И снова – подзатыльник. И крики. Что жирная неудачница. Что столько денег вбухали. Что сколько можно проваливать кастинги. Что один пройденный из трех – это провал, провал, провал, другие дети заберут все плюшки. Что значит «что такое плюшки»? Заткнись, заткнись, заткнись!


А потом – боль. И белая простыня, закапанная кровью. И бормотание отца, что ничего страшного, что надо потерпеть, что будет немного неприятно, а потом жир исчезнет. Мы его высосем через маленькую трубочку с иголочкой. Вот, смотри, Василина: это белесое, желтоватое, с алыми прожилками – твой жир. А вот, если бы ты заработала больше денежек, мы бы сходили к дяде доктору – и ты вообще бы ничего не почувствовала. А так папе с мамой самим приходится твой жир отсасывать…

* * *

Анна словно видела это воочию. Холодный берег – стылый даже в июле, когда город плавится от жары. Мокрый тяжелый песок – который давит на грудь, стискивает все тело, словно камень. Ты не умерла сразу, маленькая Василина, нет. Ты просто потеряла сознание, впала в кому – в долгий сон, так похожий на смерть. Если бы родители вызвали врача, а не полагались на кустарные методы – поднести зеркальце ко рту, чтобы уловить дыхание, приложить ухо к груди, чтобы прослушать сердце, – если бы они только вызвали врача… Достаточно было всего лишь опытного взгляда, чтобы понять – спасти еще можно. Да, не сразу, но ты бы пришла в себя. Ты бы выжила. Но с карьерой модели было бы покончено. А для родителей это все равно что смерть…

В какой момент произошло это роковое изменение в их мыслях? Когда они вместо ребенка – любимого, холимого и лелеемого ребенка – увидели машину для производства денег и славы? Когда какая-то старушка, заглянув в коляску, умильно проворковала: «Какая принцессочка растет»? Когда какой-то прохожий вежливо ляпнул: «Ах, какая красавица, вся в маму», – одновременно и польстив и заронив в душу семена тщеславия, которые дали уродливые ядовитые всходы?

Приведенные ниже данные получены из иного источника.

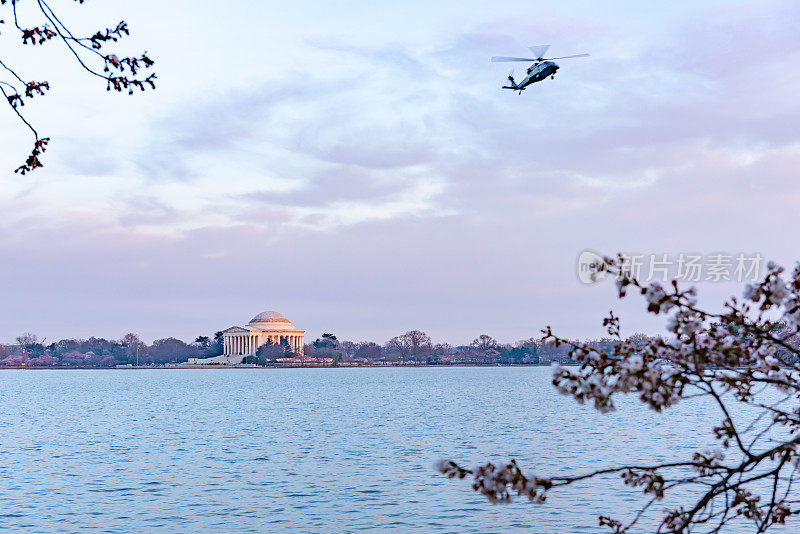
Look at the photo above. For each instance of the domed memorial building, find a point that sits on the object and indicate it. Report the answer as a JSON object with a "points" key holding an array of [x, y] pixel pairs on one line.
{"points": [[241, 341]]}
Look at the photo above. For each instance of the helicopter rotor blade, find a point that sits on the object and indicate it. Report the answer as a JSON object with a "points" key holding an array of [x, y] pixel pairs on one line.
{"points": [[497, 59], [539, 51], [566, 57]]}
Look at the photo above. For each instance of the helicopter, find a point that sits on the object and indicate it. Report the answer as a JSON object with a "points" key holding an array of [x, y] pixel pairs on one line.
{"points": [[540, 70]]}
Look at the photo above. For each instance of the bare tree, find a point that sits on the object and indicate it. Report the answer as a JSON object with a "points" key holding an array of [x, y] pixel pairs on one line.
{"points": [[119, 73], [484, 342], [729, 359]]}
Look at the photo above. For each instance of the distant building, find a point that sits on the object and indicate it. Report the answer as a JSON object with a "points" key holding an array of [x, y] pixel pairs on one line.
{"points": [[242, 341]]}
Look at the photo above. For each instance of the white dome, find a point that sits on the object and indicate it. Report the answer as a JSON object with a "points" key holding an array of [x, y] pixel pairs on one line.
{"points": [[269, 317]]}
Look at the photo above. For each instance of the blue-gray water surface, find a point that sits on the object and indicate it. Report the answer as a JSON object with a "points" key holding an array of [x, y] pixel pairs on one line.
{"points": [[312, 450]]}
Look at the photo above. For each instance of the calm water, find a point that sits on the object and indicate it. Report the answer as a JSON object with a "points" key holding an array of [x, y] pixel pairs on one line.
{"points": [[309, 450]]}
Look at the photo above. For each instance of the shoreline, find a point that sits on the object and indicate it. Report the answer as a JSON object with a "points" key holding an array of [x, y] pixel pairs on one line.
{"points": [[270, 367]]}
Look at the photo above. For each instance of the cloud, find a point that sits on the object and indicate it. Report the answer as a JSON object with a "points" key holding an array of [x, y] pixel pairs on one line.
{"points": [[376, 188]]}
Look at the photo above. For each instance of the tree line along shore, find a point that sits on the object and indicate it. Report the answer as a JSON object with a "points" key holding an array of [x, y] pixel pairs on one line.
{"points": [[411, 348]]}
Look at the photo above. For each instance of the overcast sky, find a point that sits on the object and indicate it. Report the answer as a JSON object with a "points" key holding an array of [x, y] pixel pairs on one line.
{"points": [[356, 166]]}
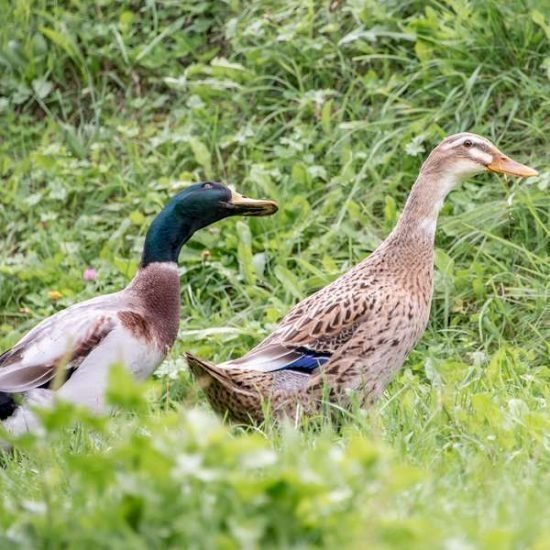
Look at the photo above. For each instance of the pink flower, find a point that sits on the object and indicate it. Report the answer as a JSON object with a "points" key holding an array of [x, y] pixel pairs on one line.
{"points": [[90, 274]]}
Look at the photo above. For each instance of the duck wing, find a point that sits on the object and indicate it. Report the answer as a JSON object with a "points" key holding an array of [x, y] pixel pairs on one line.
{"points": [[315, 328], [62, 340]]}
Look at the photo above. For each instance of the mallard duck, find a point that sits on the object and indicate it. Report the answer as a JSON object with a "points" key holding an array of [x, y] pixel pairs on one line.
{"points": [[352, 336], [136, 326]]}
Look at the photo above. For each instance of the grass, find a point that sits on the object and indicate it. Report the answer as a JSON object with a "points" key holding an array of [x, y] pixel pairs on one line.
{"points": [[109, 107]]}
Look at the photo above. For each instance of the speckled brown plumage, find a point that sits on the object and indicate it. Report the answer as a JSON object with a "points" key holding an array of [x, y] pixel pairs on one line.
{"points": [[353, 336]]}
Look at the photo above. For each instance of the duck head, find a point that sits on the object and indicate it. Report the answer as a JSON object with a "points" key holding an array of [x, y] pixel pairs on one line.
{"points": [[192, 209], [464, 155]]}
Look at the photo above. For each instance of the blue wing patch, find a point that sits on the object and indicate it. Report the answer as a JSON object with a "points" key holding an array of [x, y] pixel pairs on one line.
{"points": [[307, 362]]}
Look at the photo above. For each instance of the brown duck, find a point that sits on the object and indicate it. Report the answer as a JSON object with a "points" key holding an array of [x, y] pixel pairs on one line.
{"points": [[353, 336]]}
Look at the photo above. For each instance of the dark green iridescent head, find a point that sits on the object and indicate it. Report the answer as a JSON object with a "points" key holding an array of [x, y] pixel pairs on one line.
{"points": [[192, 209]]}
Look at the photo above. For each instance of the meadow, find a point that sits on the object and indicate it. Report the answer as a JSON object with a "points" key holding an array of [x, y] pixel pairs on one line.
{"points": [[108, 108]]}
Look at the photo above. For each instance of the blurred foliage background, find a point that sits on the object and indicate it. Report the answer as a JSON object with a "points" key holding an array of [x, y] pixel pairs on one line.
{"points": [[107, 108]]}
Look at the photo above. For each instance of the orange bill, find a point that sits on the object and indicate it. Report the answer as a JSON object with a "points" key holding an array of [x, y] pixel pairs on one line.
{"points": [[505, 165]]}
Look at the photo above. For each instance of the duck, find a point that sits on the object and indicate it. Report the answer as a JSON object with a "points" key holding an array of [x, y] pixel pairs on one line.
{"points": [[68, 355], [347, 341]]}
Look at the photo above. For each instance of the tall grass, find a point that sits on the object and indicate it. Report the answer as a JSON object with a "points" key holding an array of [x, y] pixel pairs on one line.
{"points": [[107, 108]]}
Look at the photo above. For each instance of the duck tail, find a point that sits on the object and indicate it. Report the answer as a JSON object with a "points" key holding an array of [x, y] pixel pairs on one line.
{"points": [[226, 392], [205, 372]]}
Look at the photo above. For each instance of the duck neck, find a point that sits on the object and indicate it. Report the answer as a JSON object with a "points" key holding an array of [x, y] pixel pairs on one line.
{"points": [[167, 234], [419, 218]]}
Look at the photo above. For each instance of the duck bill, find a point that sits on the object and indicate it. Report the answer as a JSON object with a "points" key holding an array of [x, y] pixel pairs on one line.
{"points": [[505, 165], [251, 207]]}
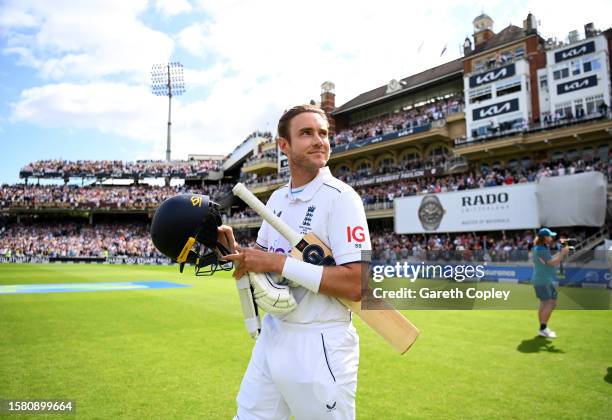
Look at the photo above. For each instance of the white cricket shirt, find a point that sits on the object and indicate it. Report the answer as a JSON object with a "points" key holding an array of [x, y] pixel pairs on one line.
{"points": [[331, 210]]}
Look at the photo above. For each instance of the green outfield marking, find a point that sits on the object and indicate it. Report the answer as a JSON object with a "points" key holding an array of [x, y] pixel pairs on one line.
{"points": [[87, 287]]}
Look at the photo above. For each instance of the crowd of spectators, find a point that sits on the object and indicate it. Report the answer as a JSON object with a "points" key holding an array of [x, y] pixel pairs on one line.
{"points": [[404, 119], [512, 246], [74, 239], [97, 197], [139, 197], [481, 178], [268, 154], [59, 168], [389, 247]]}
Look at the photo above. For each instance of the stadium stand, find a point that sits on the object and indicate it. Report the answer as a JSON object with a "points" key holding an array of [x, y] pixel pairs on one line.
{"points": [[58, 168], [491, 118]]}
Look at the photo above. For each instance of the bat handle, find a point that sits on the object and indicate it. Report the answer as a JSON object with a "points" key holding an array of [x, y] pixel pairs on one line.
{"points": [[253, 202]]}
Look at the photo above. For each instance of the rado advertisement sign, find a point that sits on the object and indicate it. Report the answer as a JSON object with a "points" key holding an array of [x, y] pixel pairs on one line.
{"points": [[577, 84], [492, 75], [492, 208], [576, 51], [495, 109]]}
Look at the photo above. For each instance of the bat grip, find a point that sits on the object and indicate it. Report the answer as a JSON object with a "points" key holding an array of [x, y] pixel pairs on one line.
{"points": [[253, 202]]}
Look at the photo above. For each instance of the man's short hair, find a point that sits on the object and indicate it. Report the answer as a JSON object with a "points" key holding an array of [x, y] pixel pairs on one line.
{"points": [[285, 120]]}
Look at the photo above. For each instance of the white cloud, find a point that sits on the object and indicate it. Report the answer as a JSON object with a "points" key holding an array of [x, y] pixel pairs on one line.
{"points": [[172, 7], [194, 38], [254, 59]]}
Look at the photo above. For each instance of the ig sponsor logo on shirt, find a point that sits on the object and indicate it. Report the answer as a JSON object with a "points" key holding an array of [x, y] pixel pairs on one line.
{"points": [[355, 235]]}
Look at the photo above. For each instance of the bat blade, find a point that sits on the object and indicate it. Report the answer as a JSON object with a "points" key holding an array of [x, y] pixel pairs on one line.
{"points": [[390, 324]]}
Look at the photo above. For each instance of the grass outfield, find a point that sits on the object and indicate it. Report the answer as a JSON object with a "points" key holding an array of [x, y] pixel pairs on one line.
{"points": [[181, 353]]}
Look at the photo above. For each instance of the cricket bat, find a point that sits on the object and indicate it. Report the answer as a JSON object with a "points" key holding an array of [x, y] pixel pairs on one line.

Впрочем, что теперь задаваться этим вопросом и искать виновных. Тысячам, десяткам, сотням тысяч родителей говорят, что их дети похожи на принцесс и ангелочков, прочат им карьеры моделей и актеров – просто так, походя, как комплимент, даже не задумываясь о смысле этих слов. Но лишь единицы превращают детей в рабов своей мечты.

Кому-то везет, да, – если это вообще можно назвать везением: разрушенное детство, потерянное время и никаких перспектив. Красивые дети не всегда вырастают в красивых взрослых. Не все выдерживают пристальное внимание к себе и большие шальные деньги. Не все умеют жить в обществе. Не все ускользают из поля зрения педофилов… Назвать ли это везением? Или оно находится на одной чаше весов с холодным и тяжелым песком?